Inge nickt. „Da hast du natürlich recht“, gibt sie zu. „Trotzdem solltest du ein bisschen auf dich aufpassen. Lass dir nicht zu viel gefallen! Er wird es dir nicht danken.“
Daniela lächelt müde. „Ich weiß“, sagt sie. Doch dann ändert sich ihr Blick und in ihre eben noch müden Augen tritt ein warmer Glanz.
Inge bemerkt es wohl. „Du liebst ihn“, stellt sie fest, und es klingt fast ein wenig mitleidig.
Daniela nickt schuldbewusst.
Inge seufzt. „Ich habe Alfons auch geliebt.“
Überrascht wendet Daniela den Kopf. „Habe geliebt?“, fragt sie zweifelnd.
Inge zieht die Augenbrauen hoch und denkt nach. „Nein, vermutlich hast du recht. Ich liebe ihn immer noch. Sonst würde ich das Ganze“, sie nickt in Richtung des Wohnhauses, „gar nicht aushalten.“ Nach einer Pause fährt sie fort. „Aber es ist nicht mehr dasselbe“, murmelt sie.
„Weil er nicht mehr derselbe ist?“, will Daniela wissen. Sie betrachtet ihre Schwiegermutter, die reglos in ihrem weißen Plastikstuhl sitzt, voller Mitgefühl, während die über ihre Frage nachzudenken scheint.
Inge schüttelt schließlich den Kopf. „Nein, das war schon früher so. Vor seiner Krankheit“, gibt sie zu.
Erstaunt zieht Daniela die Augenbrauen empor. Inge bemerkt ihren fragenden Blick. Ein grimmig-süffisantes Lächeln malt sich auf ihrem Gesicht. „Er ist fremdgegangen“, klärt sie ihre Schwiegertochter auf.
Vor Schreck verschluckt sich Daniela und muss husten. Als sie sich wieder gefangen hat, fragt sie: „Bist du dir sicher?“
Inge grinst und es wirkt erneut beinahe mitleidig, als sie antwortet: „Ja, das bin ich wohl. Ich habe die beiden erwischt, als es gerade ordentlich zur Sache ging.“ Sie schüttelt den Kopf. „Da gab es nichts mehr abzustreiten“, murmelt sie. Ihr Blick wirkt plötzlich abwesend, als würde sie die betreffende Szene noch einmal vor ihrem geistigen Auge an sich vorüberziehen lassen.
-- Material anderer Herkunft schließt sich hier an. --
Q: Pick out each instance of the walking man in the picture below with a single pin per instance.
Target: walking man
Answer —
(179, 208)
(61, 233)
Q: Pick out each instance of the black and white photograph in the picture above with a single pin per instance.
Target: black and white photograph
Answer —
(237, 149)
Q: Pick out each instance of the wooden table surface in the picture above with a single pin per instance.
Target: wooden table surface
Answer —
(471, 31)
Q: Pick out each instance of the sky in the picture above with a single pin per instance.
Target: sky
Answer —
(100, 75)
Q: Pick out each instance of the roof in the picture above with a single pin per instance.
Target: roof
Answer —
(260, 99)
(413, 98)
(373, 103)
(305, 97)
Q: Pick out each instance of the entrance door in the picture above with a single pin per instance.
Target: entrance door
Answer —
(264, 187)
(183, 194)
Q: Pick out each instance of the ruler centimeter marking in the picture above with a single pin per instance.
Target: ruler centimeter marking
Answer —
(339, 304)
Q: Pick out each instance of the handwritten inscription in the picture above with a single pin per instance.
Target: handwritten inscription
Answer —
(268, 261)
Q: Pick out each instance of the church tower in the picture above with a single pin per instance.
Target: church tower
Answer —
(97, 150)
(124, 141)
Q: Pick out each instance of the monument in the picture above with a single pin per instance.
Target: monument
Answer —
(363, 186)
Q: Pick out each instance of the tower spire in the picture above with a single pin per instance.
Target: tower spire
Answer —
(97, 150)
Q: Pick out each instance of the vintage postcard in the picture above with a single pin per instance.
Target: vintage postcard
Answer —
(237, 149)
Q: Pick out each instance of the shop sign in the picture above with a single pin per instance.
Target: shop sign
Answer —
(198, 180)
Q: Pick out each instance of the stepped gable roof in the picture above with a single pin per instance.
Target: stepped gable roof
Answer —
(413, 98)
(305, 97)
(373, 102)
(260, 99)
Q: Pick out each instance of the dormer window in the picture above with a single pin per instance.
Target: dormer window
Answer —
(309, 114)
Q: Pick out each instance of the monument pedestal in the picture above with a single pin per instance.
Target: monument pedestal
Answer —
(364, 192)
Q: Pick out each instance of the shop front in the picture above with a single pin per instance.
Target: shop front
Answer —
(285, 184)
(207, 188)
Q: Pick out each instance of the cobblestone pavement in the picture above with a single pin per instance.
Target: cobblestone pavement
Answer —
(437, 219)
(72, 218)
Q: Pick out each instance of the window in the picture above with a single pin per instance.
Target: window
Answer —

Daniela schweigt betroffen. „Du bist bei ihm geblieben“, stellt sie nach einer Weile fest. Ihre Frage, die bei dieser Feststellung mitschwingt, ist deutlich herauszuhören: Warum hast du ihn nicht verlassen?
Inge versteht, was Daniela wissen will. „Wir waren schon nicht mehr ganz jung, als ich dahinter kam“, antwortet sie. Dann denkt sie nach und ergänzt: „Beziehungsweise, als ich die Augen nicht mehr davor verschließen konnte, dass er mich hintergeht, weil ich die beiden im Kuhstall erwischt habe.“
Daniela ist schockiert. „Wer war sie?“, will sie wissen.
Ihre Schwiegermutter schüttelt abwehrend den Kopf. „Ist nicht so wichtig“, erklärt sie. „Sie war nicht die Erste und nicht die Einzige.“
Danielas Kinnlade sinkt herab. Sie kann nicht glauben, was sie da hört. Beinahe zwanzig Jahre ist sie schon mit Erik zusammen und seit jener Zeit geht sie auch im Haus seiner Eltern ein und aus. Doch in all der Zeit ist ihr niemals aufgefallen, dass etwas in dieser Richtung in der Ehe von Alfons und Inge nicht stimmen könnte. Erik selbst hat nie etwas darüber erzählt.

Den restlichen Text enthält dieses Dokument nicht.